Over the last decade, however, the debate has been overshadowed by a succession of crises, encompassing Johnson’s radical Brexit, his handling of the Covid-19 pandemic, the war in Ukraine and the current crisis in the United Kingdom, including the high cost of living and the deterioration of public services in the region.
In March this year, a decade after the referendum, a survey revealed that Scotland remains deeply divided over separatism: 44% support it compared to 56% who are against the measure. Other surveys indicate rates close to 50%.
According to Akram, the main explanation for this division is economic. Despite having oil reserves in the North Sea, Scotland remains deeply integrated into the British economy. “Economically, the union with England is total”, with the prevailing feeling that the country “does not have much capacity to function outside of this context”.

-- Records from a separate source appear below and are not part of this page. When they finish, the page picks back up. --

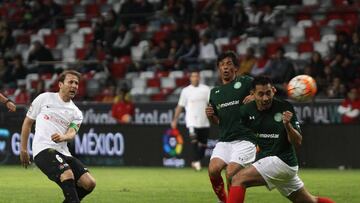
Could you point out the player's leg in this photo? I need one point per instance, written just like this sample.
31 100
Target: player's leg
85 182
52 164
243 153
247 177
195 162
218 162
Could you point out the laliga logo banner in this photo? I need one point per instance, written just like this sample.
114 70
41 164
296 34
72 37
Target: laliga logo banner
173 146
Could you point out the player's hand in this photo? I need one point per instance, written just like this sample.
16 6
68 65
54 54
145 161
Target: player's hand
11 106
24 158
57 137
209 111
173 124
248 99
287 115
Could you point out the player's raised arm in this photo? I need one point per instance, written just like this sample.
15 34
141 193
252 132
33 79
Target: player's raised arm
25 131
294 136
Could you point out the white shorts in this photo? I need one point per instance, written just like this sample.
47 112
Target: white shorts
241 152
277 174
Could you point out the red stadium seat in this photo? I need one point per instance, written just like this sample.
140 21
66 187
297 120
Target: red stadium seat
80 53
153 82
118 70
50 41
92 10
305 47
312 33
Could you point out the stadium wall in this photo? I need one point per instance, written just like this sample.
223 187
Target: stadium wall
148 141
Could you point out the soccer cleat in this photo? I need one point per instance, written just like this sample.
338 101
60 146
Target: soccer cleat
196 165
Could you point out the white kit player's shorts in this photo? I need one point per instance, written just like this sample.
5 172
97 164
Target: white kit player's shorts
241 152
277 174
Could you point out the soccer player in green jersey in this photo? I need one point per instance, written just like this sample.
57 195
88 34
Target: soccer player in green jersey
235 148
278 131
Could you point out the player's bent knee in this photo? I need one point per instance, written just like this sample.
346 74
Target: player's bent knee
67 175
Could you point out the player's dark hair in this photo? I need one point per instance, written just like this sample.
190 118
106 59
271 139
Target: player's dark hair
69 72
229 54
261 80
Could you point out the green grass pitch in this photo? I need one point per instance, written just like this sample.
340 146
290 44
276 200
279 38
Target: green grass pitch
161 185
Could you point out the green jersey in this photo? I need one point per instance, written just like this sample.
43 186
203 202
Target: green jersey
226 101
271 134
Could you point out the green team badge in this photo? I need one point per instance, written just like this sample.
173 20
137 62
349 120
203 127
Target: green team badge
278 117
237 85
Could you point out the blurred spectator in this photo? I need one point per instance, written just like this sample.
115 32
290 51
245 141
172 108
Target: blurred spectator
240 20
342 44
261 65
350 107
336 89
39 53
187 53
123 41
7 42
123 110
15 72
207 52
247 62
281 69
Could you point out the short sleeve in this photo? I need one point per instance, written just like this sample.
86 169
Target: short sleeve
182 100
35 107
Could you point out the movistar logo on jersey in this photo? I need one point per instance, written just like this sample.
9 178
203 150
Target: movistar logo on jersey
224 105
237 85
274 136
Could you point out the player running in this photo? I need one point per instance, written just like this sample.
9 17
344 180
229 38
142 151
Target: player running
57 121
235 148
278 131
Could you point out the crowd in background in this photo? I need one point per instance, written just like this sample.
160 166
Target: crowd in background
176 34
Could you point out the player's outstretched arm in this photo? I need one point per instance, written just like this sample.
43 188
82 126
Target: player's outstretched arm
210 113
25 131
69 135
294 136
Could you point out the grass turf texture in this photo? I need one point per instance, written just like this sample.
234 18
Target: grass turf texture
161 185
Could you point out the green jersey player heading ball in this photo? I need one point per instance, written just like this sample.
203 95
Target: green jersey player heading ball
278 131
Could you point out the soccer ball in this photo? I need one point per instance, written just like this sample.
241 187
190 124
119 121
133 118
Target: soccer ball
302 88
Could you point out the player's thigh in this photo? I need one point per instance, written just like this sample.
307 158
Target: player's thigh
77 167
302 196
243 153
202 135
248 177
51 163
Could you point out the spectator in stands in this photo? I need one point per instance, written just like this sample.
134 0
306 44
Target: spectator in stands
342 44
39 53
123 41
240 20
207 52
186 54
16 71
247 62
350 107
123 110
336 89
261 65
281 70
7 42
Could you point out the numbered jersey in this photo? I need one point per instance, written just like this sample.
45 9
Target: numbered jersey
270 131
226 101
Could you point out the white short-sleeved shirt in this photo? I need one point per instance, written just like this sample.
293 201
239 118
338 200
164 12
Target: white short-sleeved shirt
195 99
52 115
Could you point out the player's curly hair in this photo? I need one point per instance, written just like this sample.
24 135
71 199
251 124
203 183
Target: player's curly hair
229 54
67 72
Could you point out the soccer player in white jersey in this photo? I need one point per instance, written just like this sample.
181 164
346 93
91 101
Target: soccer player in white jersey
57 121
194 99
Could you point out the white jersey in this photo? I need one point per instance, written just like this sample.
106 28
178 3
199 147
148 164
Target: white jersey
52 115
195 100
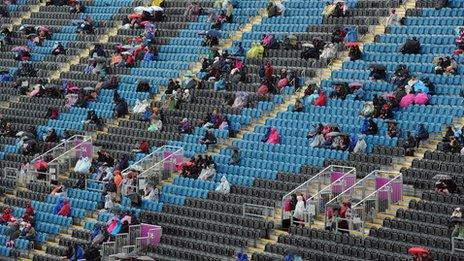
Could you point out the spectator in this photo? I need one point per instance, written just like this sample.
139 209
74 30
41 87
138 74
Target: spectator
392 130
6 216
299 107
422 134
193 9
354 53
224 186
208 139
393 19
58 49
151 193
411 46
185 126
65 209
274 137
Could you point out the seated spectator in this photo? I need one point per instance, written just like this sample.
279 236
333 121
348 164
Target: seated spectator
6 216
299 107
28 232
400 76
411 46
86 27
422 134
229 12
208 172
224 186
185 126
410 144
97 51
151 193
235 157
355 53
392 130
8 130
155 124
361 145
58 49
208 139
378 72
29 209
275 8
193 9
321 100
77 7
340 9
274 137
120 108
393 19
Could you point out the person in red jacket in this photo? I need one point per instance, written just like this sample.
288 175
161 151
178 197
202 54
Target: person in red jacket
321 100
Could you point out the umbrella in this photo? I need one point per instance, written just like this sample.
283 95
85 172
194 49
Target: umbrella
377 66
441 177
213 33
136 168
334 134
339 83
19 49
418 251
351 44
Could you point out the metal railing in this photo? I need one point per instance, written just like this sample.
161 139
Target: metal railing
369 196
389 190
158 165
311 188
260 211
62 156
457 244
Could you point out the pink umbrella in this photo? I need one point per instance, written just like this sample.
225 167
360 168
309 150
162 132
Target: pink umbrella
421 98
19 49
407 100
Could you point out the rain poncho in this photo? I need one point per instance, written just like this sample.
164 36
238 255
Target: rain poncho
224 186
83 166
255 52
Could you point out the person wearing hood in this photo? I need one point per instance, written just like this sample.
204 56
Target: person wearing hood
224 186
29 209
393 19
299 107
298 213
6 216
185 126
147 114
121 109
65 209
108 202
321 100
97 52
209 138
422 134
274 137
151 193
235 157
58 49
355 53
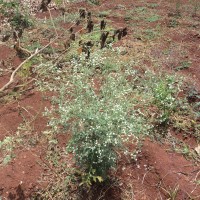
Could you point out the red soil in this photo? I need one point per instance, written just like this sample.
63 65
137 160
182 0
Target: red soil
157 169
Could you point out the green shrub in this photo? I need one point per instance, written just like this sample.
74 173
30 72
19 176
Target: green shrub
99 120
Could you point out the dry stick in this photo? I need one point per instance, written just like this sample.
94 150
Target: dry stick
31 56
25 61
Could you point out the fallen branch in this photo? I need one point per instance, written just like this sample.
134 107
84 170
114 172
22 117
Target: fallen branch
25 61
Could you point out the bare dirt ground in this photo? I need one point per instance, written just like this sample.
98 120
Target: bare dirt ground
159 171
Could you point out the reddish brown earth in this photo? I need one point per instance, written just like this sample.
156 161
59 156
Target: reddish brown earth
157 170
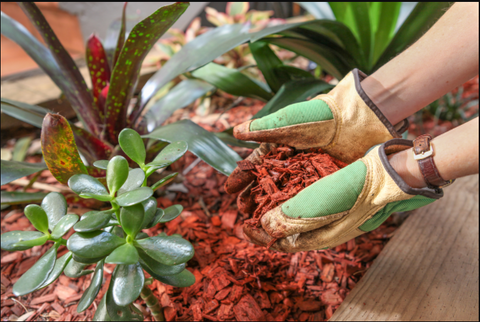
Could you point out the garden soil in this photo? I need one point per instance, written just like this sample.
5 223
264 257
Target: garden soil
235 280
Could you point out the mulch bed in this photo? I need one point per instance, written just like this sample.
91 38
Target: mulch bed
235 280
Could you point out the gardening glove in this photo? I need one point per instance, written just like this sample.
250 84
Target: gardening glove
345 123
343 205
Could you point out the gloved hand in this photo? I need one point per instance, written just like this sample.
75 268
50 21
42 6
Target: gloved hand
345 123
343 205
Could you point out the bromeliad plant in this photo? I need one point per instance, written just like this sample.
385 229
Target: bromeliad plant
111 236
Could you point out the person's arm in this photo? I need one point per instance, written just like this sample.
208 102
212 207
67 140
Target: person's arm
456 155
444 58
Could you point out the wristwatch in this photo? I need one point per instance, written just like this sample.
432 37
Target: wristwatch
423 152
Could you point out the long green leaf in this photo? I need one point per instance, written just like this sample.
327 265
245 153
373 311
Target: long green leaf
232 81
361 20
75 89
127 68
59 148
423 16
387 15
317 53
18 198
178 97
12 170
293 92
267 61
200 142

In the expert’s assessment, most Scots do not necessarily want to break with Great Britain, but to reformulate the terms of this relationship. “They can’t leave. What they want is for England to change, they want a more equitable union for them. They know it’s worse outside, but they think it’s pretty bad inside and they want things to get better,” he said.
Historic charm
Currently, the economic crisis and concerns about the National Health Service (NHS) have come to dominate Scotland’s public agenda. To the British newspaper, the Scottish Minister for Europe, Stephen Gethins, highlighted that Brexit caused a loss of income of 3.3 billion pounds (R$22.6 billion), increasing families’ annual spending on food by around 250 pounds (R$1,700).
It is in this context that the Scottish players, applauded by the Tartan Army, will take to the field against Brazil, reaffirming a national pride that, in addition to the tartan kilt (the famous plaid skirt), the bagpipes — whose sound divides opinions — and the most famous brands of whiskey, also gave the world Adam Smith, Graham Bell and the legendary detective Sherlock Holmes, through the pen of its author, Arthur Conan Doyle.
The tradition doesn’t stop there. Considered one of the most talented generations of recent decades, the Scottish team, led by Steve Clarke, will enter the battle for first place in the world cup, competing with the historic charm of a team that played the first international match recognized by the International Federation of Association Football (Fifa).
The game was against England, in Glasgow, in November 1872, and ended with a score of 0-0, but it was enough for the Scottish team to make football history.